At JHH, 10.9% (33,971/311,294) of VTE prophylaxis medication doses were not administered. Overall, non-administration was significantly higher 13.6% (21,580/158,938, p < 0.001, Table 1) at the three community hospitals. The proportion of doses not administered varied significantly, from 10.9% to 15.0% (p < 0.001), among community hospitals.

Table 1 VTE Prophylaxis Non-Administration in a Large Health System from January 1 through December 31, 2015, by Hospital

At JHH, 43.7% (10,795/24,709) of patients who were prescribed VTE prophylaxis medication missed ≥1 dose. At the three community hospitals, a similar proportion of patients (43.6%, 8002/18,355, p = 0.852) missed ≥1 dose. Among community hospitals, the proportion of patients who missed ≥1 dose varied greatly, from 36.2% to 52.0% (p < 0.001, Table 1).

DISCUSSION

Non-administration of VTE prophylaxis medication is a pervasive problem in both academic and community hospitals, where 10–15% of doses are not administered. Nearly half of hospitalized patients missed ≥1 dose. Overall, non-administration was lowest at the academic hospital and significantly higher at the three community hospitals.
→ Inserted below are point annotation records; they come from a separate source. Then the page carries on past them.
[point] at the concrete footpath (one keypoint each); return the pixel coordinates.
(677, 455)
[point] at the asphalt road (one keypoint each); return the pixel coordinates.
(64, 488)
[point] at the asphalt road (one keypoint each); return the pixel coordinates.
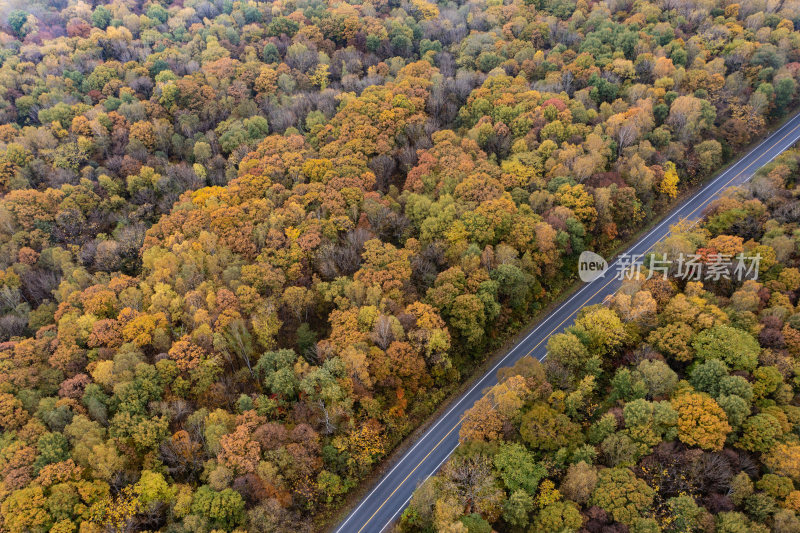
(388, 498)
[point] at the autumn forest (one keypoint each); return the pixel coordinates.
(246, 247)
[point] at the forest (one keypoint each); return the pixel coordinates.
(247, 247)
(672, 409)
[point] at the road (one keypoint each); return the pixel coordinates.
(386, 500)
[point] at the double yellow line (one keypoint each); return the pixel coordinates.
(587, 300)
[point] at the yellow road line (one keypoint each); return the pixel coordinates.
(461, 419)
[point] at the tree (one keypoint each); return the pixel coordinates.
(518, 468)
(225, 509)
(559, 517)
(567, 349)
(603, 329)
(701, 421)
(622, 494)
(735, 347)
(544, 428)
(669, 183)
(16, 19)
(784, 459)
(579, 482)
(481, 422)
(101, 17)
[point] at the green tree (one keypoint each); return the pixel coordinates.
(735, 347)
(622, 494)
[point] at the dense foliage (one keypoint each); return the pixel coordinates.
(245, 247)
(675, 408)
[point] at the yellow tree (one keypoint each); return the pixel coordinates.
(701, 421)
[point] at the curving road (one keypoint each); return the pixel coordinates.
(387, 499)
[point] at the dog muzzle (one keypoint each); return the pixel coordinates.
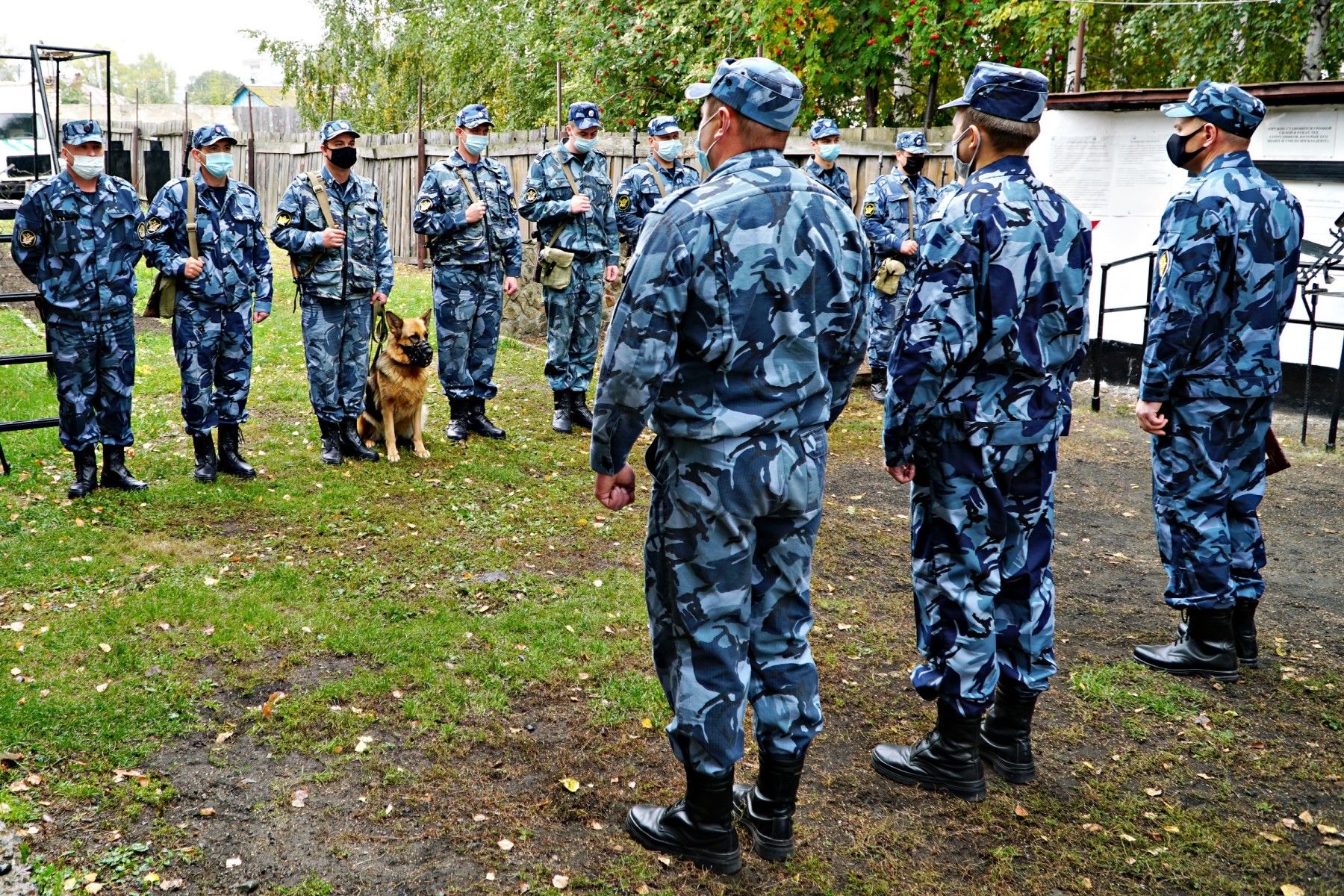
(420, 354)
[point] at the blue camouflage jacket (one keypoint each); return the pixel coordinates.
(741, 312)
(998, 321)
(358, 269)
(638, 193)
(81, 249)
(441, 215)
(836, 179)
(547, 202)
(230, 237)
(1223, 285)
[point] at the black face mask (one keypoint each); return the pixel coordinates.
(1176, 149)
(418, 352)
(344, 158)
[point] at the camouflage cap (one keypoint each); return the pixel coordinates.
(912, 141)
(1221, 104)
(765, 92)
(210, 134)
(82, 131)
(473, 116)
(663, 125)
(823, 128)
(1004, 92)
(337, 128)
(585, 114)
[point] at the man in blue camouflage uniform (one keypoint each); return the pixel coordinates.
(1225, 284)
(980, 394)
(584, 225)
(645, 184)
(78, 237)
(886, 215)
(737, 339)
(343, 272)
(826, 148)
(221, 294)
(467, 210)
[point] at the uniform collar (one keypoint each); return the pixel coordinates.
(752, 159)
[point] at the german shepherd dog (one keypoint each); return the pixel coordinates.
(394, 393)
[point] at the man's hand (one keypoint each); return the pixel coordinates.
(902, 473)
(616, 492)
(1151, 418)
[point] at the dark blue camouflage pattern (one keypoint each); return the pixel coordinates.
(737, 337)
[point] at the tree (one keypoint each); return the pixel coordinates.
(213, 87)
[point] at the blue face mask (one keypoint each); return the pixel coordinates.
(220, 163)
(670, 149)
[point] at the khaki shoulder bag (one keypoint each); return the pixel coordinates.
(163, 297)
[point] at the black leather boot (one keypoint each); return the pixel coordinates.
(766, 810)
(1203, 649)
(230, 461)
(456, 430)
(1243, 630)
(561, 421)
(1006, 734)
(206, 460)
(87, 473)
(947, 759)
(878, 388)
(114, 473)
(331, 441)
(698, 828)
(579, 414)
(351, 445)
(479, 423)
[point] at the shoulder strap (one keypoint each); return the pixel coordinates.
(191, 217)
(315, 180)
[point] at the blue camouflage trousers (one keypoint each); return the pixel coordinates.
(96, 371)
(885, 314)
(727, 583)
(336, 352)
(573, 317)
(468, 305)
(981, 532)
(213, 346)
(1209, 479)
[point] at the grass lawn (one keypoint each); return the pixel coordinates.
(433, 677)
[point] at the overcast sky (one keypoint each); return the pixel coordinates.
(134, 27)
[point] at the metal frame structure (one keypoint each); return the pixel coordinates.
(37, 55)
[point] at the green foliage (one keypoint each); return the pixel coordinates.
(213, 87)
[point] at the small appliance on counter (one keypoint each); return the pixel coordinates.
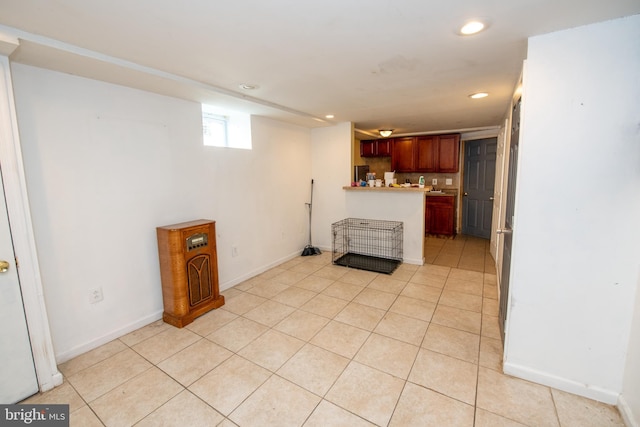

A study assessing nursing perceptions regarding VTE prophylaxis found that nurses frequently use their clinical decision-making skills to determine when patients might be of sufficiently low risk to justify omitting prescribed VTE prophylaxis.6 Higher VTE prophylaxis non-administration at community hospitals may be consistent with an anecdotal notion that patients in community hospitals are at lower risk for VTE. However, evidence suggests that missing doses of prophylaxis may lead to potentially preventable VTE among hospitalized patients.5 These findings underscore the importance of identifying patients who are at high risk both for developing VTE and for missing prophylaxis.

We were not able to categorize patients by specialty (i.e. surgery vs. medicine) from our dataset. However, it has been reported that medically ill patients miss significantly more doses than other hospitalized patients.4 Also, we did not report VTE outcomes, as this was beyond the scope of the current study. The association between non-administration of VTE prophylaxis and development of VTE would require accounting for specific patient-level risk factors that were not available, and information about the sequence of non-administration; reporting VTE outcomes alone would oversimplify the development of VTE.

These data support the need to promote efforts to reduce the incidence of VTE by improving administration of prescribed doses of VTE prophylaxis. All hospitals should monitor VTE prophylaxis medication administration practice, and adopt successful and sustainable interventions to improve these practices. While VTE prophylaxis prescription has historically been the focus, the next frontier of VTE prevention should focus on interventions to improve administration of prescribed VTE prophylaxis in all hospital settings.